2: If you are similarly enamoured of HST but the word ‘Transmetropolitan’ means nothing to you, go now to your nearest bookstore / library / internet-shopping-thing. Now. You have your homework; report back. The rest of you — you unfortunate normals — you should check it out too. But let the proper people at it, first.

Rogue Mocha Porter

Rogue Mocha Porter
Rogue Mocha Porter

This is possibly the best instance of a Beer for the Occasion yet recorded in the Diary. After my visit to Hashigo, I wandered back to the Malthouse just before closing to have a beer with Stefan — he’d been our doorman for just over a year, but this was his last night as he was leaving to take over running a bar out in the Hutt. With the help of one of our regulars, I picked this beer from my stash, since it was a Mocha Porter for our Mocha Doorman. But then it lately dawned on me the pun works three times over:

  • rogue noun 2. a mischievous scamp
  • mocha adj. of a brown colour, like mocha coffee
  • porter noun 2(1). a person in control of the entrance to a building (wiktionary.org)

So, a Rogue Mocha Porter for our departing rogue mocha porter. How freaking perfect. Then I just went and piled on the puns — I am really quite seriously unable to help myself, on that score — and noted down the beer itself as smooth but with a bit of a bitter sting, again just like Stefan. Heh.

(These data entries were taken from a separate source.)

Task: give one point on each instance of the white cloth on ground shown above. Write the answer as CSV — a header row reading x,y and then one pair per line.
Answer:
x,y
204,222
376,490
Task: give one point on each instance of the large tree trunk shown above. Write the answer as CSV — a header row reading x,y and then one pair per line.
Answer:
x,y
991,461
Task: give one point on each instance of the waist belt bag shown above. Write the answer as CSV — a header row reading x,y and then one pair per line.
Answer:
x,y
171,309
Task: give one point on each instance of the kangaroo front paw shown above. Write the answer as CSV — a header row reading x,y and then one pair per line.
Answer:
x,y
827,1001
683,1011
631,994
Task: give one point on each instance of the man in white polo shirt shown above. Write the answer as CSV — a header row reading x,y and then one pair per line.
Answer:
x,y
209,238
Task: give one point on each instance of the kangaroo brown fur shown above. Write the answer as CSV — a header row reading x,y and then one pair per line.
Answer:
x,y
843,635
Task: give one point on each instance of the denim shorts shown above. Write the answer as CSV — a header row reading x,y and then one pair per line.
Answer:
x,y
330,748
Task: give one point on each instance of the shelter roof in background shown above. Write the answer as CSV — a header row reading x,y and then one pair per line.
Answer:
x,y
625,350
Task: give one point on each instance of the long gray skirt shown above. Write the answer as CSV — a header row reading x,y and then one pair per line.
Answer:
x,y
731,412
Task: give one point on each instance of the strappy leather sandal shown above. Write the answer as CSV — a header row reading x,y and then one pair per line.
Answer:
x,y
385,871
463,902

But that really does bring me nicely to the subject of doormen. We must be one of the more difficult doors to work, in this town; we’re a very civilised little bar, really, but we’re right on the big crazy noisy yahoo-laden party strip. So while we’re a fairly calm sort of a place, we do get our share of Collateral Muppets. Our doormen are our filters, and the best of them (by which I mean Stefan, and Rod, who worked our door for years — before it was in its present location, even) have this freakish, Jedi-like ability to wave away People Who Aren’t Really Our People without being a dick about it or resorting to silly pretend rules about the quality of a person’s shoes or whatnot. All the way, they keep everyone smiling — usually even those rare people who actually need to be eventually escorted from the premises. But damn, if things cross a line, the transformation from Amicable and Welcoming all the way to Serious and Scary is instant and awesome. It’s uncommon enough that a person would possess both temperaments, and exceedingly rare that they’d then also have the skill to flip from one to the other seamlessly and exactly when needed.

Big smiley Jedi like Stefan (and Rod) fit our little bar just perfectly, and in combination with our small staff and its higher-than-usual (for the industry, and for this street in particular) level of Giving a Damn, we’ve had some freakin’ excellent nights when all the smart money would be on carnage and chaos and constant annoyance for all concerned. He’ll be missed, but — much like the earlier one with Scott — it wasn’t a bleak, depressing Farewell, since the new gig does seem like such a good fit. Next time I’m out in the wilds of the Hutt Valley — I’m not just reflexively knocking the place, per Wellingtonian tradition; I used to live there — I’ll have to take the family and go visit.

Rogue Mocha Porter
Diary II entry #68, Rogue Mocha Porter

Verbatim: Rogue Mocha Porter 26/2/11 12 floz 5.1% ÷ 2 w/ Stefan, on his last night @ MH. Mocha Porter for our Mocha Doorman. It’s big + smooth + chocolatey, like Stefan. And a little bit bitter at the end, like Stefan. Heh. And I have to give credit to Annika for the joke / beer pick. There were a few candidates, but this is freakin’ perfect.